[Tex/LaTex] Formatting a logical (PD) derivation

Question

I'm trying to format a PD derivation but I'm having trouble getting subderivations to display well. Essentially what I'm trying to accomplish is this:

1 | P          Assumption
2 | Q          Assumption
  ------------
3 | P v Q      1, 2 vI
4 | | P        A / vE
  | --------
5 | | R
6 | R

The above is all nonsense but it shows the format I need. Basically, I need one column for line numbers followed by a vertical line, a horizontal line under assumptions ("A" also means assumption) and a third column explaining the derivation rule I used with the corresponding line numbers. Without the subderivation I can do it with tables like this:

\begin{tabular}{l | l l}
  1 & P & Assumption \\
  2 & Q & Assumption \\ [0.5ex] \cline{2-2} \\ [-1.9ex]
  3 & P v Q & 1, 2 vI \\
\end{tabular}

For a little more detail, the vertical bars and their associated horizontal bar should be connected and the vertical bars for the subderivations should be spaced so they're pretty close to being underneath the first character of the line above it. I thought about making a new table inside the whole table for each subderivation, but I feel like that would mess up the line numbering since it would only occupy a single cell. Any suggestions as to how I should lay this out are greatly appreciated.
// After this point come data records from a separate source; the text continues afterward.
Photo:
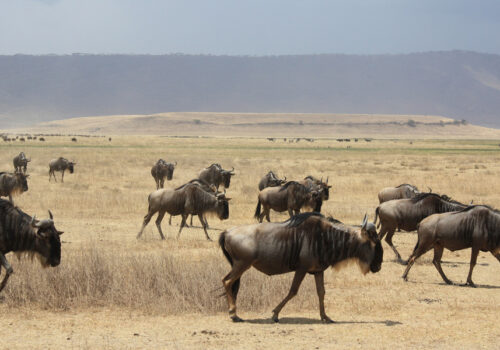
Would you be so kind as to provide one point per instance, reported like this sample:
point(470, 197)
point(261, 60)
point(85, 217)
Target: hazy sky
point(248, 27)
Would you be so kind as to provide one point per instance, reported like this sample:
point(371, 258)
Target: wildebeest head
point(22, 181)
point(372, 252)
point(222, 206)
point(50, 247)
point(226, 177)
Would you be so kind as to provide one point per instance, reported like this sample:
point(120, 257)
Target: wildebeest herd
point(306, 243)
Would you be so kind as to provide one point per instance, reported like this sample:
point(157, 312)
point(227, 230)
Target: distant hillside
point(269, 125)
point(459, 85)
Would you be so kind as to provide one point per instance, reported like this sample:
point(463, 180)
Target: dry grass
point(100, 207)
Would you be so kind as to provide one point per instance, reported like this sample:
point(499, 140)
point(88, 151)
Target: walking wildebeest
point(21, 163)
point(11, 184)
point(306, 243)
point(406, 214)
point(290, 197)
point(161, 170)
point(21, 233)
point(215, 175)
point(400, 192)
point(476, 227)
point(205, 187)
point(186, 200)
point(270, 180)
point(60, 164)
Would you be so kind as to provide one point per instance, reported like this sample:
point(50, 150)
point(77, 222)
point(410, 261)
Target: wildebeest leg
point(161, 214)
point(388, 239)
point(8, 269)
point(297, 280)
point(231, 284)
point(183, 223)
point(473, 260)
point(320, 288)
point(200, 216)
point(438, 254)
point(147, 218)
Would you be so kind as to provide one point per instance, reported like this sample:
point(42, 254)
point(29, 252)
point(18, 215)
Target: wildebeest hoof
point(236, 319)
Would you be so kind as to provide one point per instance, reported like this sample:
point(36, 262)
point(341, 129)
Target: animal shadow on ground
point(309, 321)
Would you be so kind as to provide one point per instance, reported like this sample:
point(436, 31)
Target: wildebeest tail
point(257, 210)
point(376, 217)
point(222, 241)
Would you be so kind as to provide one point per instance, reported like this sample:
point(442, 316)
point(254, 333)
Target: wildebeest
point(21, 233)
point(186, 200)
point(270, 180)
point(12, 183)
point(406, 214)
point(400, 192)
point(161, 170)
point(306, 243)
point(21, 163)
point(215, 175)
point(476, 227)
point(290, 197)
point(205, 187)
point(60, 164)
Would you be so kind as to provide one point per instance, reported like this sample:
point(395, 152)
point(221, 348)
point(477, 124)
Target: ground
point(114, 291)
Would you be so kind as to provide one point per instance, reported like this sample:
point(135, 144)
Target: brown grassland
point(112, 291)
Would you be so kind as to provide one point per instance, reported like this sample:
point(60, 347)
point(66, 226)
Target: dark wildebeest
point(60, 164)
point(215, 175)
point(11, 184)
point(21, 163)
point(161, 170)
point(21, 233)
point(400, 192)
point(270, 180)
point(406, 214)
point(205, 187)
point(189, 199)
point(306, 243)
point(476, 227)
point(290, 197)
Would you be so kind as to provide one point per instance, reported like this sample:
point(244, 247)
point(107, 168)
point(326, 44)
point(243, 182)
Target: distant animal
point(270, 180)
point(306, 243)
point(21, 163)
point(161, 170)
point(13, 183)
point(20, 233)
point(189, 199)
point(290, 197)
point(215, 175)
point(476, 227)
point(60, 164)
point(400, 192)
point(406, 214)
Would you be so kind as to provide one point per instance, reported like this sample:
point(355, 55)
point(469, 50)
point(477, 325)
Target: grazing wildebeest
point(306, 243)
point(476, 227)
point(270, 180)
point(188, 199)
point(21, 163)
point(205, 187)
point(21, 233)
point(215, 175)
point(11, 184)
point(60, 164)
point(161, 170)
point(400, 192)
point(406, 214)
point(290, 197)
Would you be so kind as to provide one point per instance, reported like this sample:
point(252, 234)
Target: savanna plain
point(112, 291)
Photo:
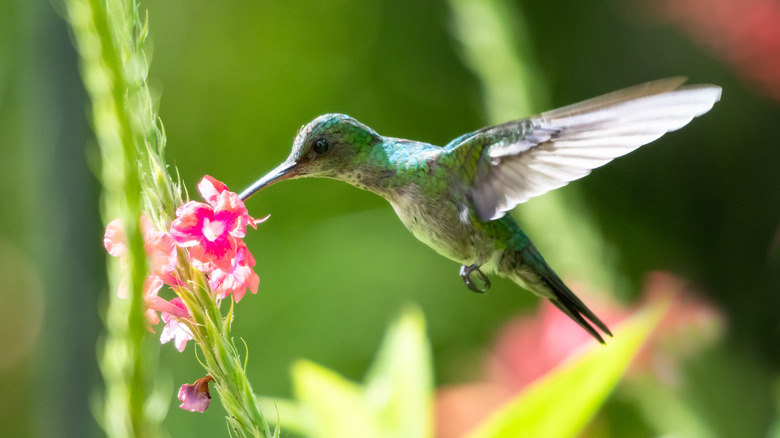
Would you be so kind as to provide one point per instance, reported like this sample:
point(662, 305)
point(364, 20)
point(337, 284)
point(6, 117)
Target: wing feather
point(530, 157)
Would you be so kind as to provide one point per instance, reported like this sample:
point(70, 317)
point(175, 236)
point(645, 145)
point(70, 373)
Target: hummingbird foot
point(481, 286)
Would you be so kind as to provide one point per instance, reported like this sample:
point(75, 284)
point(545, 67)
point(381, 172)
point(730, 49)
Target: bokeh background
point(237, 79)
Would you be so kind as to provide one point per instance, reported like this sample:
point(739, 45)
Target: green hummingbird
point(455, 198)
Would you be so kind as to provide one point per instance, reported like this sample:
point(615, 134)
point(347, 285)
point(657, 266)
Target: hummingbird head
point(330, 146)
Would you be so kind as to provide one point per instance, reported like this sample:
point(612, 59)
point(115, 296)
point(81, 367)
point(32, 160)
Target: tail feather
point(565, 300)
point(528, 268)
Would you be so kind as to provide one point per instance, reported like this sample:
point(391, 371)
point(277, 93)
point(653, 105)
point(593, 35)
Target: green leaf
point(336, 405)
point(395, 401)
point(400, 382)
point(561, 403)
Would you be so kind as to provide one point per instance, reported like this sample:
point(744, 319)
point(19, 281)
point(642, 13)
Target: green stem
point(104, 40)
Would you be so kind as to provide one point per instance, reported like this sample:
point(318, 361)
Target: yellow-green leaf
point(561, 403)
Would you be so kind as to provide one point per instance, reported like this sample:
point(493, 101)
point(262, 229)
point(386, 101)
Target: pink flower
point(195, 397)
point(240, 278)
point(157, 244)
point(211, 231)
point(114, 239)
point(172, 313)
point(161, 249)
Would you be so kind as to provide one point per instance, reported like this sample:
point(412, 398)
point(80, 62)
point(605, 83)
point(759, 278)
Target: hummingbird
point(455, 198)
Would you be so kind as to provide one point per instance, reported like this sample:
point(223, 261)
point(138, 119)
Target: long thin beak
point(282, 172)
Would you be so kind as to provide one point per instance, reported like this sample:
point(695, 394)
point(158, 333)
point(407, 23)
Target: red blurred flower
point(195, 397)
point(528, 347)
point(174, 329)
point(743, 32)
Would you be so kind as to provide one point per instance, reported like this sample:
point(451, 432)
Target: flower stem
point(105, 40)
point(222, 360)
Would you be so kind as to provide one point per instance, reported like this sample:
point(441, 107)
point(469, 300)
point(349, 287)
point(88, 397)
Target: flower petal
point(195, 397)
point(114, 239)
point(210, 188)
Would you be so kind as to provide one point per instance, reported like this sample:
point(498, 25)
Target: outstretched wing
point(526, 158)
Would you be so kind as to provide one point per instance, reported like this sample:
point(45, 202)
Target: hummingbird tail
point(527, 268)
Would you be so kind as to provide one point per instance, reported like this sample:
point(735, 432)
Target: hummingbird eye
point(320, 146)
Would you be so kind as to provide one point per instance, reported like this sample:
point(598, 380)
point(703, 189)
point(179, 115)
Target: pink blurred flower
point(528, 347)
point(157, 244)
point(745, 33)
point(195, 397)
point(172, 313)
point(240, 277)
point(210, 231)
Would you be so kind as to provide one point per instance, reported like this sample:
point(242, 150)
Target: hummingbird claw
point(465, 274)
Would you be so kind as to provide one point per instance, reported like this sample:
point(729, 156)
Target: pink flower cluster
point(212, 235)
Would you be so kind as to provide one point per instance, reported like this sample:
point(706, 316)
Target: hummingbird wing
point(522, 159)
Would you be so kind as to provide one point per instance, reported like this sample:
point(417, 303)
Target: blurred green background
point(237, 79)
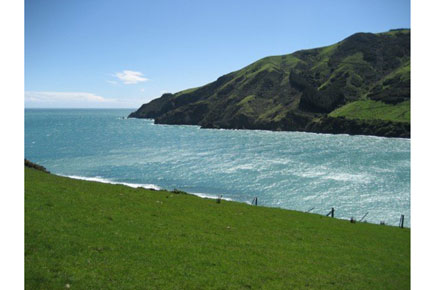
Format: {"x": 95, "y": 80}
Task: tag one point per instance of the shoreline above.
{"x": 154, "y": 187}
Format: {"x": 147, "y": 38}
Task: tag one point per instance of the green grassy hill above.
{"x": 88, "y": 235}
{"x": 296, "y": 91}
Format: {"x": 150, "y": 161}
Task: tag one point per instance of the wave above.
{"x": 103, "y": 180}
{"x": 137, "y": 185}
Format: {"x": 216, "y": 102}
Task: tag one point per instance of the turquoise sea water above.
{"x": 292, "y": 170}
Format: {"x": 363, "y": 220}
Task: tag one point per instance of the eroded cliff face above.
{"x": 302, "y": 90}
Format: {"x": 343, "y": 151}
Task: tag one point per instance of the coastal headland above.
{"x": 358, "y": 86}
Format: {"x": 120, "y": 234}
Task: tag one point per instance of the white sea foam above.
{"x": 210, "y": 196}
{"x": 103, "y": 180}
{"x": 137, "y": 185}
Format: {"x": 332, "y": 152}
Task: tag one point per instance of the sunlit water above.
{"x": 292, "y": 170}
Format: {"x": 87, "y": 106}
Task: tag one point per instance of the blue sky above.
{"x": 105, "y": 54}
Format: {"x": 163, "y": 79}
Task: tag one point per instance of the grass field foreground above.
{"x": 89, "y": 235}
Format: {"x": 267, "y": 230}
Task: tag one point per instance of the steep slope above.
{"x": 305, "y": 91}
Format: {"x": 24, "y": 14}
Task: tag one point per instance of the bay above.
{"x": 291, "y": 170}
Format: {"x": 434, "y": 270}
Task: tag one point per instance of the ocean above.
{"x": 312, "y": 172}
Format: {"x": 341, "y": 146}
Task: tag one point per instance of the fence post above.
{"x": 402, "y": 218}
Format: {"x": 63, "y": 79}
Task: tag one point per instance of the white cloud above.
{"x": 130, "y": 77}
{"x": 64, "y": 99}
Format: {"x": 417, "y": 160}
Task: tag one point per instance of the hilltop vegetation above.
{"x": 305, "y": 91}
{"x": 89, "y": 235}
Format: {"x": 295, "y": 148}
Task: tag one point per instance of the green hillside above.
{"x": 88, "y": 235}
{"x": 297, "y": 91}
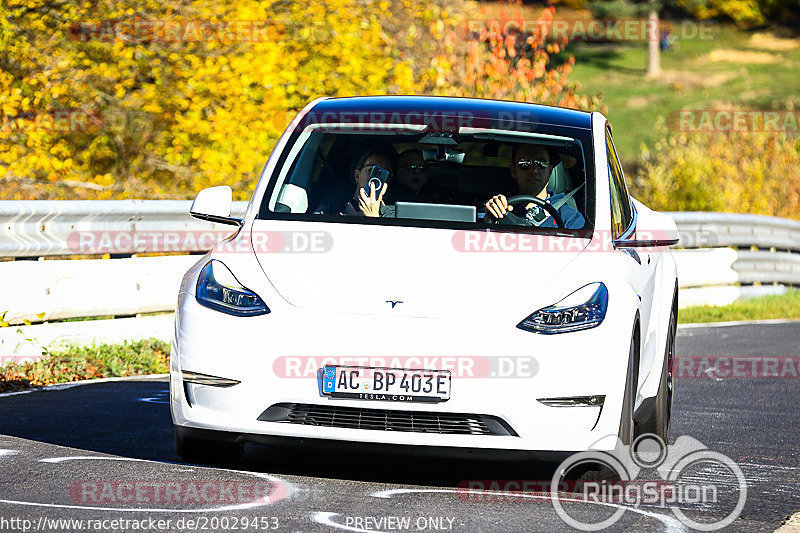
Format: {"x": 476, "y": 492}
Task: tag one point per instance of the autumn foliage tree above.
{"x": 152, "y": 99}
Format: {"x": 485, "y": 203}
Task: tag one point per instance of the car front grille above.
{"x": 386, "y": 419}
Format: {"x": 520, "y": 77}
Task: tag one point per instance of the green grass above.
{"x": 617, "y": 71}
{"x": 76, "y": 363}
{"x": 784, "y": 306}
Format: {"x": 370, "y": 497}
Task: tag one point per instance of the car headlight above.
{"x": 218, "y": 289}
{"x": 583, "y": 309}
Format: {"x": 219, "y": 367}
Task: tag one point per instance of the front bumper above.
{"x": 275, "y": 358}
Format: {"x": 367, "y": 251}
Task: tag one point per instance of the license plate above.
{"x": 388, "y": 384}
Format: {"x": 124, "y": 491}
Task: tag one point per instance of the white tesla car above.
{"x": 450, "y": 274}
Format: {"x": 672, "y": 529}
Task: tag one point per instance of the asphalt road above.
{"x": 78, "y": 453}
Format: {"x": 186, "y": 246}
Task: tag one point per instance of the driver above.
{"x": 531, "y": 168}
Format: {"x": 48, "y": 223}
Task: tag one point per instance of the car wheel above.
{"x": 207, "y": 450}
{"x": 658, "y": 421}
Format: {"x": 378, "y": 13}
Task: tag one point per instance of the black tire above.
{"x": 207, "y": 450}
{"x": 658, "y": 421}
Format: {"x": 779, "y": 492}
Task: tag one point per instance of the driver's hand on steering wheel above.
{"x": 498, "y": 206}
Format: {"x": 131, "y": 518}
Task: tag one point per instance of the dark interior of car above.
{"x": 467, "y": 184}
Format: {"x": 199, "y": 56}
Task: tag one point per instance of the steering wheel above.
{"x": 525, "y": 199}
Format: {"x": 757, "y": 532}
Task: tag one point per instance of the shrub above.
{"x": 742, "y": 172}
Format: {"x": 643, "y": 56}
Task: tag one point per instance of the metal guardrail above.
{"x": 30, "y": 228}
{"x": 720, "y": 257}
{"x": 713, "y": 230}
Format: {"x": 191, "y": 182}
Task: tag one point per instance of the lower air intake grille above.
{"x": 386, "y": 419}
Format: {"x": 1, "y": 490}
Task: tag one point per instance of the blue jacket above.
{"x": 571, "y": 216}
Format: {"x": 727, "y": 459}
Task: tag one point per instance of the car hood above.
{"x": 403, "y": 271}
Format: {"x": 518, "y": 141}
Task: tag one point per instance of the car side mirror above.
{"x": 214, "y": 204}
{"x": 653, "y": 229}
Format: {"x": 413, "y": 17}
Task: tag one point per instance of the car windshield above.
{"x": 435, "y": 179}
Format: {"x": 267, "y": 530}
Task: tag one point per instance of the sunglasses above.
{"x": 525, "y": 164}
{"x": 414, "y": 169}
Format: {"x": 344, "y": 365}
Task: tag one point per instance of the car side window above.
{"x": 621, "y": 212}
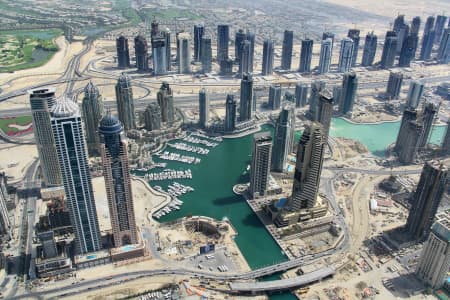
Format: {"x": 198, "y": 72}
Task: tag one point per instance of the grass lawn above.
{"x": 21, "y": 121}
{"x": 24, "y": 49}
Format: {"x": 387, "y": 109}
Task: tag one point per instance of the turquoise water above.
{"x": 376, "y": 137}
{"x": 224, "y": 167}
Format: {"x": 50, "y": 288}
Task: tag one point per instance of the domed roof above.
{"x": 109, "y": 124}
{"x": 124, "y": 80}
{"x": 64, "y": 107}
{"x": 90, "y": 89}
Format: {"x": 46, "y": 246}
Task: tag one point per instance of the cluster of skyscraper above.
{"x": 64, "y": 137}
Here's an image of the desired layout (added by Gonzalo Medina, from an image linked in a comment):

Answer 1

The site LaTeX for logicians mentions various packages availables; the following example was obtained using fitch.sty by Johan Klüwer (the package is not on CTAN, but following the link I provided you can download it). To get the desired horizontal rule I defined a \fgh command similar to the original \fh command; the mandatory argument for \fgh gives the rule length:

\documentclass{article}
\usepackage{fitch}

\newcommand{\fgh}[1]{\fvline%
  \makebox[0pt][l]{{%
      \raisebox{-1.4ex}[0pt][0pt]{\rule{#1}{\arrayrulewidth}}}}%
  \hspace*{\fitchindent}}
\begin{document}

\begin{equation*}
  \begin{fitch}
    \fgh{14.5em} \forall y\lnot P(y)    & Assumption \\
    \fa\fh \exists xP(x)        &  \\
    \fa\fa\fitchmodalh{u}  P(u) & \\
    \fa\fa\fa \forall y\lnot P(y) & R, 1                \\
    \fa\fa\fa \lnot P(u)          & $\forall$E, 4       \\
    \fa\fa\fa \bot                & $\lnot$E, 3,5       \\
    \fa\fa \bot                   & $\exists$E, 2, 3--6 \\
    \fa \lnot\exists xP(x)        & $\lnot$I, 2--7
  \end{fitch}
\end{equation*}

\end{document}

An here's the code for the deduction in the image:

\documentclass{article}
\usepackage{graphicx}
\usepackage{fitch}

\newcommand\Impl{\mathbin{\rotatebox[origin=c]{270}{$\cap$}}}
\newcommand{\fgh}[1]{\fvline%
  \makebox[0pt][l]{{%
      \raisebox{-1.4ex}[0pt][0pt]{\rule{#1}{\arrayrulewidth}}}}%
  \hspace*{\fitchindent}}

\begin{document}

\begin{equation*}
  \begin{fitch}
    \fa\forall x (Fx \vee Rx)    & Assumption \\
    \fa\forall x (Fx \Impl Wx)    & Assumption \\
    \fgh{22em} \forall x (Rx \Impl Px) \land \forall x (Px \Impl Wx) & Assumption  \\
    \fa Fa \vee Ra & 1,$\forall$E \\
    \fa\fgh{8em} Fa & A / $\vee$E \\
    \fa\fa Fa \Impl Wa & 2 $\forall$E \\
    \fa\fa Wa & 5,6 $\Impl\,$E \\
    \fa\fgh{8em} Ra & A / $\vee$E \\
    \fa\fa \forall x (Rx \Impl Px) & 3 $\land$E \\
    \fa\fa Ra \Impl Pa & 9 $\forall$E \\
    \fa\fa Pa & 8,10 $\Impl\,$E \\
    \fa\fa \forall x (Px \Impl Wx) & 3 $\land$E \\
    \fa\fa Pa \Impl Wa & 12 $\forall$E \\
    \fa\fa Wa & 11,13 $\Impl\,$E \\
    \fa Wa & 4,5--7,8--14 $\vee$E \\
    \fa\forall x Wx & 15, $\forall$I
  \end{fitch}
\end{equation*}

\end{document}